LA Times: Ed Park concludes his two-part assessment of John Crowley’s work; Richard Rayner considers Judith Freeman’s take on the relationship between Raymond & Cissy Chandler; Sara Lippincott enjoys James Watson’s reflections on a long-ranging scientific career; and David Ulin hears the echoes in Roy Kesey’s collected stories.
G&M: James Adams, Sandra Martin and Andrew Gorham handicap the Giller Prize; Keith Garebian scrutinizes a new biography of beloved photographer Yousuf Karsh; Martin Levin tries to follow Pierre Bayard’s non-reading dictum; and Margaret Cannon reviews new crime novels by Caro Ramsay, Tess Gerritsen, Jasper Fforde, Arnaldur Indridason, Paul Sussman, Barbara Cleverly, Michelle Butler Hallett, Rick Riordan and that single-named wonder, Bateman.

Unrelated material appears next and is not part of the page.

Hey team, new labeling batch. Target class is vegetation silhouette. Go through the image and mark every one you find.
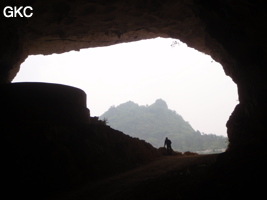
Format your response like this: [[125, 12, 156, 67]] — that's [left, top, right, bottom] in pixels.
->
[[100, 99, 228, 153]]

Guardian Review: Nicholas Wroe talks with violin impresario Itzhak Perlman; Jane Housham evokes the genre wars in reviewing Kate Mosse’s new certain-to-be-a-bestseller; and Philip Collins argues that bad politics and good writing never mixes very well.
Observer: Will Buckley has some fun with Gilbert Adair’s latest send-up of Agatha Christie; getting Hilary Spurling to review John Richardson’s latest volume in his Picasso biography is a great idea; and Adam Mars-Jones wishes Adam Thirlwell hadn’t been so in debt to Madame Bovary for his new novel.
The Times: David Baddiel wonders why it took so long for J.K. Rowling to decide Dumbledore was gay; Erica Wagner rediscovers GONE WITH THE WIND just in time for another authorized sequel; and Sting talks with Richard Randall about lyrics, libel suits and other matters.
The Scotsman: Jennifer Johnston talks to Jackie McGlone about the inspiration for her many novels; Franklin Coughlan examines Isabel Dalhousie, “goddess of small dilemmas”; and Santa Montefiore is the sister of Tara Parker-Tomlinson? WTF? How did I not know this?
Eddie Muller reveals himself to be a non-fan of current internet activities as he also reviews new books by Walter Mosley, Archer Mayor and Alison Gaylin.
The Telegraph’s Susanna Yager gives her opinion on new thrillers by Michael Dobbs & Thomas Perry.
From last week’s Chicago Tribune: Paul Goat Allen rounds up new mysteries by Laura Benedict, Jon Loomis, Craig McDonald, Chelsea Cain & Steve Hamilton, while Dick Adler makes a welcome return to review the anthology CHICAGO BLUES.
At the Rap Sheet, Anthony Rainone interviews many of the principals involved in the audiobook-only serial thriller THE CHOPIN MANUSCRIPT.